In the museum, we place the paintings of Monet, Rembrandt & Vermeer in a room together, where the visitor may appreciate them for a few minutes. We take the Monet from a parish in France, the Rembrandt from the house of an aristocrat in the Netherlands, and the Vermeer from a Dutch art-house; and we put them together for chronological display in a single hall. These works have been extracted from the time and place which gave them meaning. This convenience comes with consequences. Placing them in the museum eviscerates their context. They exist in a timeless and placeless limbo. Each is misrepresented because that which would contextualise the art is no longer, replaced with other pieces of decontextualized art, ensconced within a meaningless symbolic order. Or, rather, the schizophrenia of the order itself is ensconced, concealed as the democratisation and presentation of art, which is nothing other than the degradation and misrepresentation of it.

 

V

The museum is a schizophrenic experience. It speaks about the collection and rescuing of cultural artefacts, but the very fact of their collection commences their destruction. Everything within the museum, perhaps other than the people hawking at innocent tourists, are symbols of death – attesting to nothing other than our macabre fascination of clawing items back from the past and situating them within cabinets, frozen in time. Like animals in a zoo, something dies when they are removed.

 

VI

Any work of art of cultural artefact within the museum is fictitious. The living breathing culture which imbued the objects with meaning is no longer around. The objects of fascination are cluttered together for convenience and delight. But, to put it together, they first had to take it apart – extracting it from its original environment which once enjoyed these very works. The museum visitor does not see embodiments of past cultures, rather, he sees symbols of our present culture: a culture defined by simulated experience, imitation, and disembodiment. Everything within the museum is a fake, rendered so by the evisceration of context. Only the museum is real, a symbol of a real concern: of the expanding fakery of human experience.

 

VII

The museum is only the most obvious example of a collection of fakery attempting to provide a ‘real’ experience. When travellers in past centuries went to a town in another country, they would have had quite a different experience to what one has now. Likely, a Rembrandt tapestry would have been seen on the palace wall, beneath which the local people engage in traditional song and dance. Everything was for the natives themselves, the visitor merely observing. Now, however, the tourist sees less of the country than of its tourist attractions. What he sees is not often the living culture but the artificial specimens heralded out, collected and embalmed for his viewing pleasure. The tourist attractions, like the museum, are specimens of the artificial masquerading as the real.

 

VIII

In tourism, we do not look for the real but for caricature. Authenticity is anathema to us, we rather the real conform to our expectations. We do not want Japanese culture, but rather Japanesey – Geishas, sushi, kawaii, and hello kitty.

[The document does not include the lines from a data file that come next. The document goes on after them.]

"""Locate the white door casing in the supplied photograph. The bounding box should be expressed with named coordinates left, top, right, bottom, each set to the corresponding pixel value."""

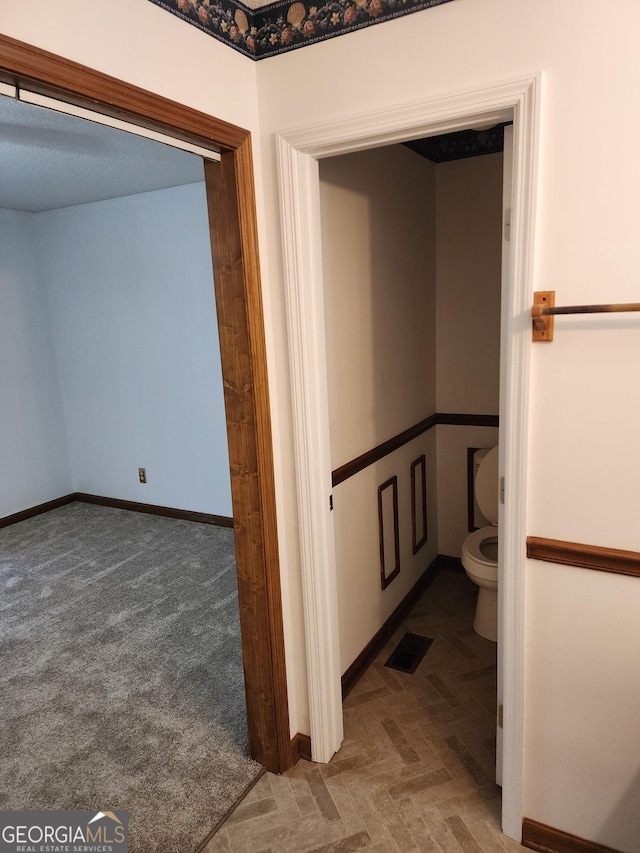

left=276, top=74, right=541, bottom=841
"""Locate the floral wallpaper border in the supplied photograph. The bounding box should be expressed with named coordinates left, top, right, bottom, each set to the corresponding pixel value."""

left=150, top=0, right=451, bottom=60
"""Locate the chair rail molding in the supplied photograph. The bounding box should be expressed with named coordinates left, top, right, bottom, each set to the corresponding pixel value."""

left=276, top=74, right=541, bottom=841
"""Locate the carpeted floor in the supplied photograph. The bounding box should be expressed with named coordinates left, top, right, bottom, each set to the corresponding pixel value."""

left=0, top=503, right=262, bottom=853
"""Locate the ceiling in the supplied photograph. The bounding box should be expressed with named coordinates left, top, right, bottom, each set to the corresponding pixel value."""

left=0, top=95, right=204, bottom=212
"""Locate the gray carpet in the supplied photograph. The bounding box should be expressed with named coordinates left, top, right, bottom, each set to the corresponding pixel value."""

left=0, top=503, right=262, bottom=853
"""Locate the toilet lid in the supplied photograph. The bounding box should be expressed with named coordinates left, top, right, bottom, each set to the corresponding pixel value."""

left=476, top=446, right=500, bottom=524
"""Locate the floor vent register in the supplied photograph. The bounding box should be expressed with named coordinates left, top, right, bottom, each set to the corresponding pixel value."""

left=385, top=633, right=433, bottom=673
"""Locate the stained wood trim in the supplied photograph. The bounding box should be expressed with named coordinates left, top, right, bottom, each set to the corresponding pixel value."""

left=378, top=474, right=400, bottom=589
left=205, top=153, right=291, bottom=772
left=0, top=36, right=291, bottom=773
left=0, top=492, right=233, bottom=527
left=291, top=732, right=313, bottom=764
left=522, top=817, right=620, bottom=853
left=527, top=536, right=640, bottom=577
left=70, top=492, right=233, bottom=527
left=0, top=495, right=76, bottom=528
left=341, top=557, right=444, bottom=699
left=436, top=412, right=500, bottom=427
left=411, top=453, right=428, bottom=554
left=331, top=412, right=498, bottom=486
left=0, top=35, right=247, bottom=151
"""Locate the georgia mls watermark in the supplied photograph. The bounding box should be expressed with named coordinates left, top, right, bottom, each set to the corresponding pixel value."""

left=0, top=811, right=129, bottom=853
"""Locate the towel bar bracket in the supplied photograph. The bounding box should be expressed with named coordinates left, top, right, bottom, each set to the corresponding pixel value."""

left=531, top=290, right=640, bottom=341
left=531, top=290, right=556, bottom=343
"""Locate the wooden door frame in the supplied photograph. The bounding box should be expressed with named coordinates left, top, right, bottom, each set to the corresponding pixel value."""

left=0, top=35, right=291, bottom=773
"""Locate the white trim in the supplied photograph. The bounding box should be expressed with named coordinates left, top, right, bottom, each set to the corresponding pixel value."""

left=279, top=140, right=343, bottom=762
left=277, top=74, right=540, bottom=841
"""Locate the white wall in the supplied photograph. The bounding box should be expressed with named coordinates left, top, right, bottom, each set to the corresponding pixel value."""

left=36, top=183, right=232, bottom=516
left=320, top=145, right=438, bottom=672
left=258, top=0, right=640, bottom=853
left=436, top=154, right=502, bottom=557
left=0, top=210, right=73, bottom=518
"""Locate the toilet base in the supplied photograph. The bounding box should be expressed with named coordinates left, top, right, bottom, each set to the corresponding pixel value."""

left=473, top=587, right=498, bottom=643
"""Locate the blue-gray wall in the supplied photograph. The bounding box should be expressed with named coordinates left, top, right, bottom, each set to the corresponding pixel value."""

left=0, top=210, right=73, bottom=517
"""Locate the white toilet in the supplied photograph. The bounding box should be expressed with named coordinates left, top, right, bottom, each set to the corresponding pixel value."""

left=462, top=447, right=499, bottom=643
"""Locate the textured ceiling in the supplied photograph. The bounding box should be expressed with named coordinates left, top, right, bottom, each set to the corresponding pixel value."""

left=0, top=96, right=204, bottom=212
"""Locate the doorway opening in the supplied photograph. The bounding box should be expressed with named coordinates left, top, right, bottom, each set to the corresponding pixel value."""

left=278, top=78, right=539, bottom=839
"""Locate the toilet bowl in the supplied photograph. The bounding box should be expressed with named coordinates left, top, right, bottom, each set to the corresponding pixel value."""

left=461, top=447, right=499, bottom=643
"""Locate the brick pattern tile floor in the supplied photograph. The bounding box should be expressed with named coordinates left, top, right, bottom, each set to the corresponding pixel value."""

left=204, top=569, right=523, bottom=853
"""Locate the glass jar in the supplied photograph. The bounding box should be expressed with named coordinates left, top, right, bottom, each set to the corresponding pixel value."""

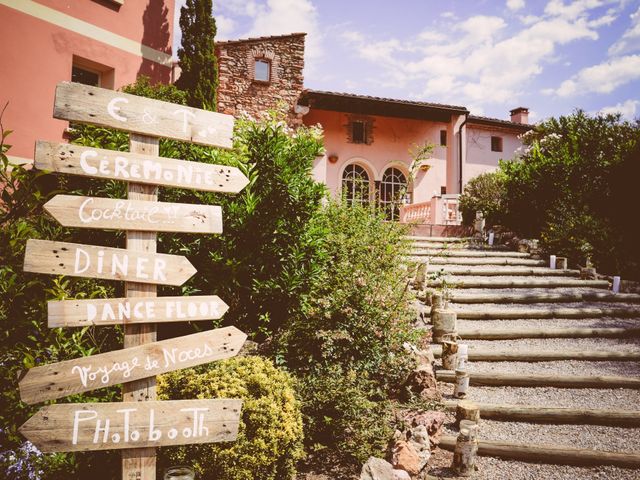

We do not want Italian culture, but rather Italianish – pasta, cheese, thick moustaches and speaking-with-the-hands. The real itself is asked to reconfigure itself to the imagination. Reality conforms to an image of reality. It remains real but simultaneously becomes a cheap imitation of itself. It is the death of reality and the birth of a simulacrum.

 

 

[i] Baudrillard. J., Trans. Sheila Faria Glaser. 1994. Simulacra and Simulation. University of Michigan Press: Michigan. 11.